What is balanitis?
Balanitis is a condition where the head of the penis becomes inflamed, making it swollen, red and sore.
Sometimes it affects the foreskin, which is called posthitis. If it affects the penis and foreskin, it’s called balanoposthitis.
There are a wide range of causes of balanitis, so it’s important to see a GP who will do some tests to find out what is causing it.

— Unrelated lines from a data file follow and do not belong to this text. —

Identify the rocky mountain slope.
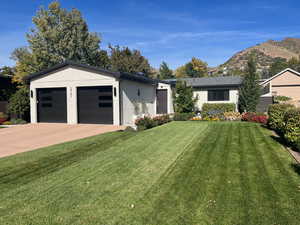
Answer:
[216,38,300,73]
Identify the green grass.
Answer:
[0,122,300,225]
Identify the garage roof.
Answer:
[166,76,243,87]
[25,61,161,84]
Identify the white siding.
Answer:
[120,80,156,126]
[30,67,120,125]
[194,88,239,110]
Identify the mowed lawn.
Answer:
[0,122,300,225]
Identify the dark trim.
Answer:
[272,84,300,87]
[24,61,159,84]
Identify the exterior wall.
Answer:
[30,67,120,125]
[194,87,239,111]
[157,83,174,114]
[270,71,300,101]
[120,80,156,126]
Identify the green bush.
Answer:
[268,104,294,134]
[201,103,236,117]
[283,109,300,150]
[173,113,195,121]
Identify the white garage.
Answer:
[26,61,173,125]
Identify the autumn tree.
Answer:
[12,1,109,82]
[158,62,174,80]
[109,45,152,76]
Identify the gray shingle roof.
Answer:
[166,76,243,87]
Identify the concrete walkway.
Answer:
[0,123,124,157]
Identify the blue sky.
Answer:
[0,0,300,68]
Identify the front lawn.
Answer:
[0,122,300,225]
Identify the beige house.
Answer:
[27,62,173,126]
[261,68,300,105]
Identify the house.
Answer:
[261,68,300,105]
[166,76,243,111]
[26,61,173,126]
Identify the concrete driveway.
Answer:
[0,123,123,157]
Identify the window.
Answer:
[208,89,229,101]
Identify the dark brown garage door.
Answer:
[156,89,168,114]
[37,88,67,123]
[77,86,113,124]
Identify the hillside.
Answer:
[217,38,300,73]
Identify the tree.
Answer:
[158,62,174,80]
[12,1,109,82]
[185,57,208,77]
[7,86,30,120]
[175,80,197,113]
[239,57,261,112]
[175,57,208,77]
[109,45,152,76]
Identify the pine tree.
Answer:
[158,62,175,80]
[239,57,261,112]
[175,80,197,113]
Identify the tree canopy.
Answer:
[109,45,152,76]
[239,57,261,112]
[12,1,109,81]
[158,62,175,80]
[175,57,208,77]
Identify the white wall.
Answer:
[157,83,174,114]
[120,80,156,126]
[193,88,239,110]
[30,67,120,125]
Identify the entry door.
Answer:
[77,86,113,124]
[37,88,67,123]
[156,89,168,114]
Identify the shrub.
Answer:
[283,109,300,148]
[202,103,236,117]
[223,112,242,121]
[274,95,292,103]
[268,104,294,134]
[153,115,171,126]
[173,113,194,121]
[241,112,268,124]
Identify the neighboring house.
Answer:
[261,68,300,105]
[26,62,173,125]
[166,76,243,111]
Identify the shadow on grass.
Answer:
[291,163,300,175]
[0,132,135,191]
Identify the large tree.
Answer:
[158,62,175,80]
[109,45,152,76]
[239,57,261,112]
[175,57,208,77]
[12,1,109,81]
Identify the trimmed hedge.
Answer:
[201,103,236,117]
[283,109,300,147]
[268,104,295,134]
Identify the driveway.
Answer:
[0,123,123,157]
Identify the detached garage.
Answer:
[27,62,173,125]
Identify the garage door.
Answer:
[37,88,67,123]
[77,86,113,124]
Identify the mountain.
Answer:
[215,38,300,74]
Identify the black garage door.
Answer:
[77,86,113,124]
[37,88,67,123]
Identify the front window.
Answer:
[207,89,229,101]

What are the symptoms of balanitis?
Common symptoms of balanitis include:
A rash on the head of the penis
Tenderness or pain around the head of the penis
Itchiness or redness around the head of the penis
Pain when you pee or have sex
Discharge or bleeding around the foreskin
How common is balanitis?
Balanitis affects between 3 to 11% of men. It’s more common in men who have not had their foreskin removed.
What causes balanitis?
Balanitis can be caused by:
Bacterial infections such as streptococcus or chlamydia
Fungal infections such as yeast (candida balanitis) – these can be passed on from your partner during sexual intercourse
Viruses such as HSV
A reaction to certain cleaning products or soaps
How is balanitis diagnosed?
A doctor will ask you some questions about what symptoms you have and some more general questions about your health and then will examine your penis.

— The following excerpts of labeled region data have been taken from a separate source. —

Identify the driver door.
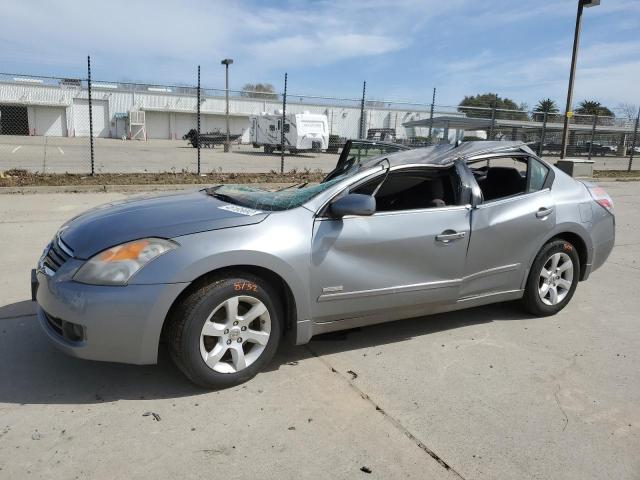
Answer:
[310,166,470,322]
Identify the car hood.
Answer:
[59,191,268,259]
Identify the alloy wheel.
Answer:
[200,295,271,373]
[538,252,573,305]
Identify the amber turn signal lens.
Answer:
[98,240,149,262]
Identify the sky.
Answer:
[0,0,640,108]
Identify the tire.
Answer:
[522,240,580,317]
[166,272,284,389]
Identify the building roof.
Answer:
[402,115,634,134]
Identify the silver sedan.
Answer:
[32,142,615,388]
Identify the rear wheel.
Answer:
[522,240,580,317]
[167,274,282,388]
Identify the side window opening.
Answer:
[527,158,549,192]
[469,157,532,202]
[352,168,459,212]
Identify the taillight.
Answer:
[587,185,613,213]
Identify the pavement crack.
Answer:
[0,313,36,320]
[304,345,464,480]
[553,385,569,432]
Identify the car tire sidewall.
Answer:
[182,276,282,388]
[524,240,580,316]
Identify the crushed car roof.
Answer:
[372,141,535,166]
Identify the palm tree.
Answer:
[533,98,559,122]
[576,100,615,117]
[535,98,558,113]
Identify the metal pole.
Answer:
[196,65,200,175]
[627,108,640,172]
[588,113,598,160]
[224,63,231,152]
[560,0,582,159]
[358,82,367,140]
[489,95,498,140]
[280,72,287,173]
[538,112,548,158]
[87,56,95,176]
[429,87,436,142]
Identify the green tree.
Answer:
[241,83,278,100]
[532,98,561,122]
[458,93,528,120]
[573,100,615,125]
[574,100,615,117]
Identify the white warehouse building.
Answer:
[0,77,440,140]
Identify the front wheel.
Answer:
[522,240,580,317]
[167,274,282,388]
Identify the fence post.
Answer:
[588,113,598,160]
[196,65,200,175]
[627,108,640,172]
[358,81,367,140]
[429,87,436,142]
[280,72,287,173]
[538,112,548,158]
[489,95,498,140]
[87,56,95,176]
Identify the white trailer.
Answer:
[250,112,329,153]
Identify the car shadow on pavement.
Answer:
[272,302,533,369]
[0,301,531,405]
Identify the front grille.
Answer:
[42,310,85,343]
[42,235,73,273]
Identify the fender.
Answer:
[520,222,593,289]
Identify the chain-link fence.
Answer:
[0,62,640,174]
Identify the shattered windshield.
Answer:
[205,168,358,211]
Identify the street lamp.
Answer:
[560,0,600,158]
[220,58,233,152]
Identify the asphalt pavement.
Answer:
[0,182,640,480]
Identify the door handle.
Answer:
[436,230,467,243]
[536,207,553,218]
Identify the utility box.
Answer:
[556,158,593,178]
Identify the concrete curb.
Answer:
[0,183,294,195]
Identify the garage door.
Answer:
[33,107,67,137]
[175,113,196,139]
[145,112,171,139]
[73,98,109,137]
[205,115,228,133]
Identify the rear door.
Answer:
[460,157,556,298]
[310,165,470,321]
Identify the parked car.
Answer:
[32,141,615,388]
[182,128,242,148]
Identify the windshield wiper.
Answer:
[276,182,309,192]
[205,185,238,204]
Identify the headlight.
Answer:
[73,238,178,285]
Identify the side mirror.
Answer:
[329,193,376,218]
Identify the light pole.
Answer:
[560,0,600,158]
[220,58,233,152]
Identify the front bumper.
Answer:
[32,272,188,365]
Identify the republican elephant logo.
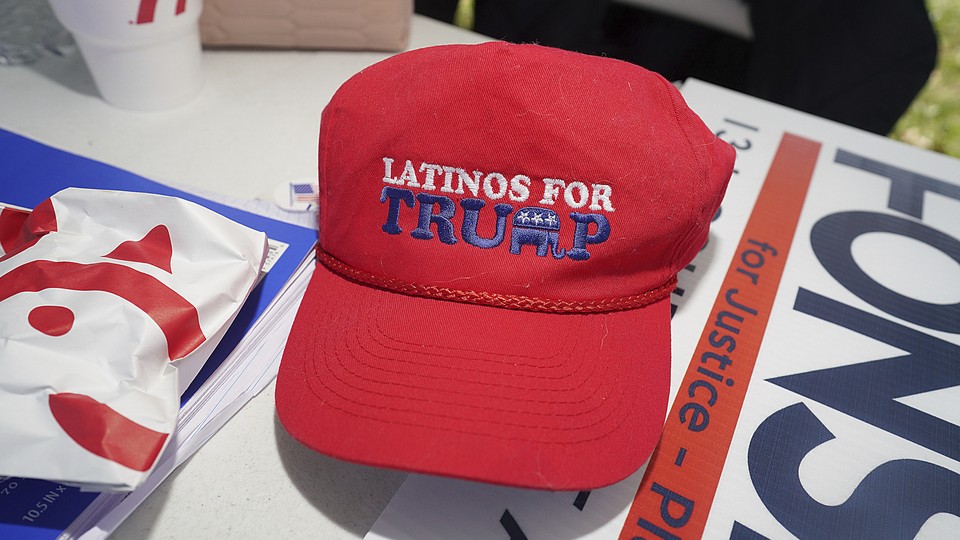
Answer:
[510,206,566,259]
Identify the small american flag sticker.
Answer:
[290,182,319,206]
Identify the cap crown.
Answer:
[319,43,734,308]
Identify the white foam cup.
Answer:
[50,0,203,111]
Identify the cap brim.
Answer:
[276,265,670,490]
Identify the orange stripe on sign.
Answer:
[620,133,820,540]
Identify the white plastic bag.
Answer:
[0,188,267,490]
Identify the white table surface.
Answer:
[0,16,486,539]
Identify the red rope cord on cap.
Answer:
[317,247,677,313]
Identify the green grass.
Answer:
[890,0,960,157]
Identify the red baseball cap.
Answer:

Other useful investigations include:
Swabbing the area around the tip of the penis to see if any bacteria or viruses are present
Testing for sexually transmitted infections – your doctor could ask for a urine sample or blood test
Testing for diabetes – people with diabetes are at a greater risk of balanitis. This is done using a blood test
Treatments for balanitis
The treatment of balanitis will depend on the underlying cause:
Antifungal creams are used to treat cases caused by fungal infections
Antibiotics are used to treat cases caused by bacteria
A steroid cream is used in cases cause by a skin infection or a reaction to cleaning products
Other treatments include regularly washing the area with warm water and avoiding using cleaning products on the penis.

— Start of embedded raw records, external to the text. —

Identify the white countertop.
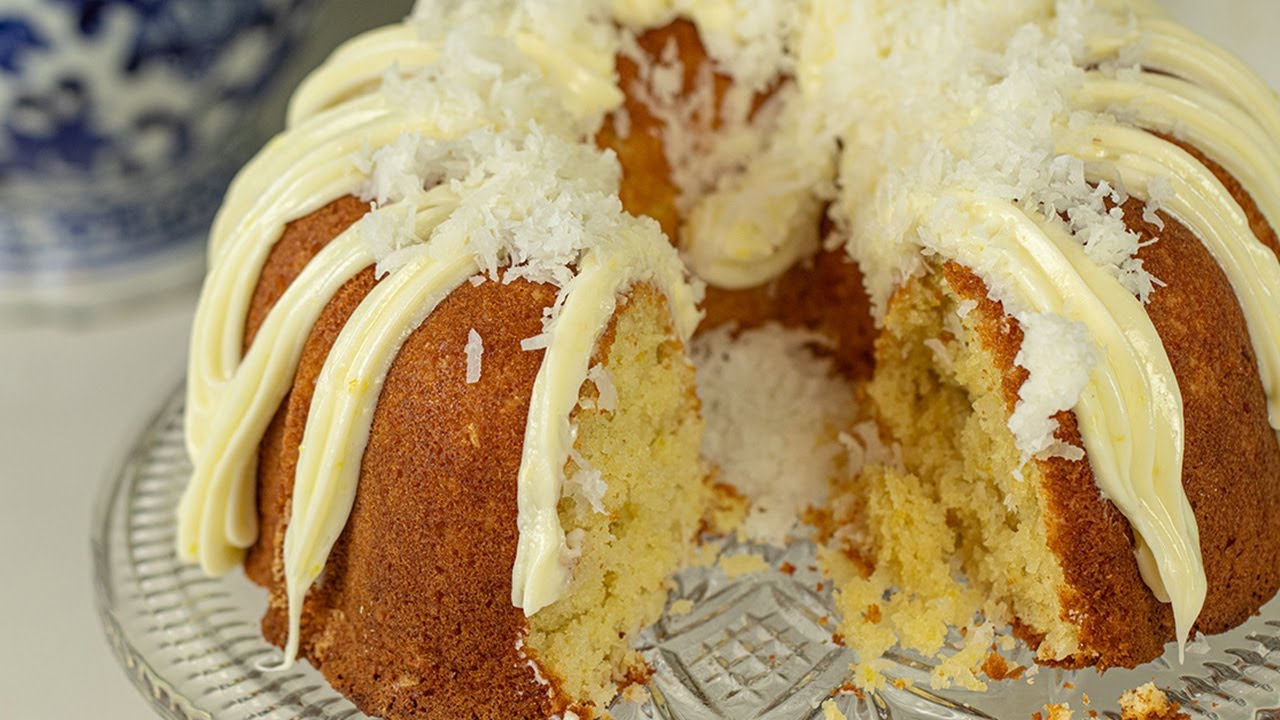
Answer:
[0,0,1280,720]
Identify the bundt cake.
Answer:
[178,0,1280,720]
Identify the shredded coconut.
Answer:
[566,435,609,515]
[586,363,618,413]
[463,328,484,384]
[1009,313,1100,460]
[690,324,854,542]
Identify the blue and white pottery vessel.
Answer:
[0,0,312,315]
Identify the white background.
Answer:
[0,0,1280,720]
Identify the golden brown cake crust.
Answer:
[945,188,1280,667]
[247,196,563,719]
[595,19,874,379]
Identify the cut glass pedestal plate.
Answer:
[92,392,1280,720]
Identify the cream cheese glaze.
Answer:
[936,196,1207,650]
[178,0,1280,662]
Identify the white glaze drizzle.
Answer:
[938,197,1206,650]
[1060,124,1280,429]
[179,0,1280,659]
[511,223,700,615]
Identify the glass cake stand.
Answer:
[92,391,1280,720]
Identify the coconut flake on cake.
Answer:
[1009,313,1101,460]
[463,328,484,384]
[690,324,855,543]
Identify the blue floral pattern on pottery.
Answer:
[0,0,312,281]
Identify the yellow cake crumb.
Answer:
[1032,703,1073,720]
[822,698,849,720]
[1120,683,1190,720]
[525,286,709,707]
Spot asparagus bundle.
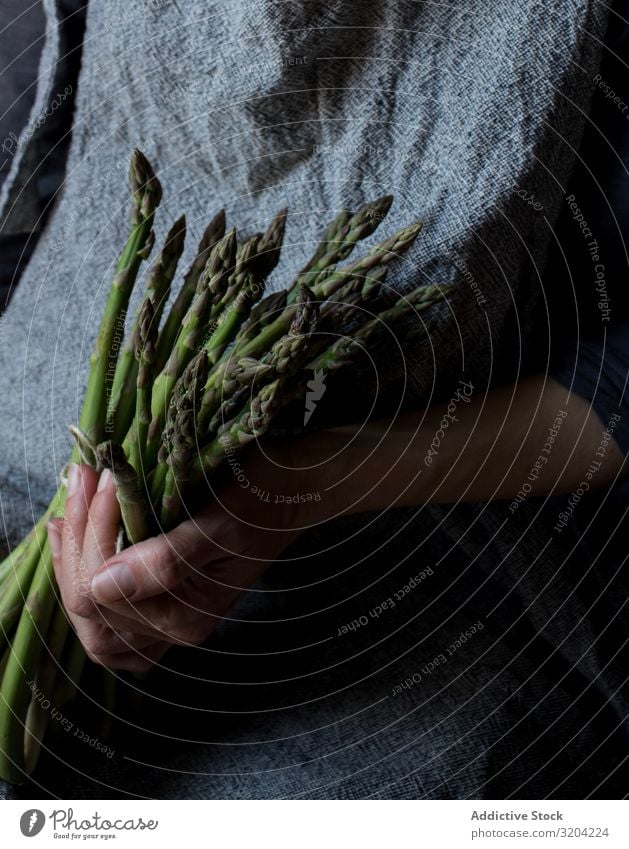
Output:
[0,151,440,783]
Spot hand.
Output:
[48,440,320,672]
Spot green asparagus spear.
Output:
[79,150,162,444]
[155,209,225,372]
[105,216,186,440]
[96,440,151,545]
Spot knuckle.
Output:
[170,622,208,646]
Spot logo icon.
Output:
[20,808,46,837]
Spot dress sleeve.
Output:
[548,322,629,455]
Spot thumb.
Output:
[91,521,212,604]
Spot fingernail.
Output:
[96,469,111,492]
[68,463,81,495]
[47,522,61,559]
[92,563,135,604]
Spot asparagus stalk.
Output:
[0,540,56,784]
[205,209,287,364]
[105,216,186,440]
[96,440,151,545]
[79,150,162,444]
[288,195,393,303]
[146,230,236,468]
[299,209,351,277]
[155,209,225,372]
[233,219,421,357]
[161,349,208,528]
[127,298,157,479]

If balanitis is not treated, it can lead to conditions called phimosis or paraphimosis. Phimosis is where the foreskin becomes tight and cannot be pulled back over the penis. Paraphimosis is a condition where the foreskin strangles the penis and cuts off its blood supply. Paraphimosis is an emergency, and it is important to seek immediate medical treatment.
Balanitis in children
Balanitis is also common in children, in particular uncircumcised boys under the age of 5. Balanitis occurs in about 4% of boys between the ages of 2 to 5. Causes in this age group include:
Irritation by urine
Excessive tugging of the foreskin or soaps
Bacterial or fungal infections
Skin conditions such as eczema or psoriasis
Treatment in children is similar to adults – in most cases, good hygiene using warm water and avoiding soaps around the area will help. In some cases, steroid creams or antifungal creams are helpful. In very rare cases of persistent, recurring balanitis, a doctor might recommend circumcision.
When should I seek help?
You should see a GP or visit a sexual health clinic if you have any symptoms of balanitis as it’s important to find out what’s causing it.